Yesterday my foster dog, a sweet little bichon named Lily, finally received her forever home: a young family with two children living in Beverly Hills post office.  Lily is a present for their daughter's birthday, and I've never seen a happier kid than she when I opened the door with her new puppy.
I feel the need to say that this dog was a headache at times.  My subject tests are June 7, less than a week away.  Although I loved the dog, her energy, and her playfulness, I had to wake up at 6:30 every morning to walk the thing.  Also, she pulled on her leash so much that at times I thought my wrist would fall off.  ALSO NOT POTTY-TRAINED.  My family seemed to not absorb that little factoid, and let her run all over the house.  So, when my dad grounded me because she left little presents all over the house, I couldn't take it seriously.
People need to understand that fostering isn't just paying for food and walking a dog.  It takes its toll on every aspect of your life.  Your job, your house, your energy, your emotions, your friends, your other dogs, your family, your backyard, your carpet.  Emphasis on the carpet.

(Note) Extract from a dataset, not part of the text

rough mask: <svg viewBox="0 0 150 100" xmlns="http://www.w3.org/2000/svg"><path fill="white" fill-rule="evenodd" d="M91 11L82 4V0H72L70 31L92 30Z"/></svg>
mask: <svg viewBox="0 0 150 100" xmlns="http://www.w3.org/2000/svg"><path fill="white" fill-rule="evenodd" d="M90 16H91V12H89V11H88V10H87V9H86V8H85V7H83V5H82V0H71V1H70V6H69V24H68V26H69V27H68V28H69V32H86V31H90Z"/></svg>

But with all my griping, I love it.  I couldn't imagine myself doing anything different.  I'm probably doing this for selfish reasons, because I crave the utter devotion that comes from a 12 pound dog treating you like God; it's my heroin.  With fostering dogs, it doesn't matter if you weigh 300 pounds and stutter, they worship you because you took them from an abusive home or off the streets. That kind of truly unconditional love is extremely rare, and I'm grateful every day for it.
Lily made me smile every time I saw her smiling face.  Even if I was internally screaming when she licked me awake at 4:50AM, I smiled and rubbed her belly while I gathered enough self-control to walk her.
Fostering Lily and her happy personality really made me think about all of the other dogs I've fostered, and how they feel about me.  I especially think about Leo and Lila, the dogs who came to me the most abused and emaciated and hopeless.  Lila brings me to tears more quickly, and I think about how her ripped leg made a beautiful recovery, and how she would hide from everyone but me.  Leo's anger towards any male that came towards me makes me giggle.
I miss all of them.  Each and every one I shed a tear for, even months later.  Lily's new home will help her put on weight and learn that peeing on the rug is not allowed.  They'll rename her, get her a new snazzy haircut, and soon no one will believe she had been left on the street to die.
But I'll always remember the day that Lily came to my house, fleas and mats in tow, scared but eager to start her new life.  And one day, a few months from now, I'll remember the day she left and cry a little bit.  But not enough to stop me from texting her new parents and asking for a cute picture.

1 comment:

  1. This is so true. I fell in love with my two foster dogs; I couldn't part with them so I decided to adopt them. There's nothing as pure as a dog's love.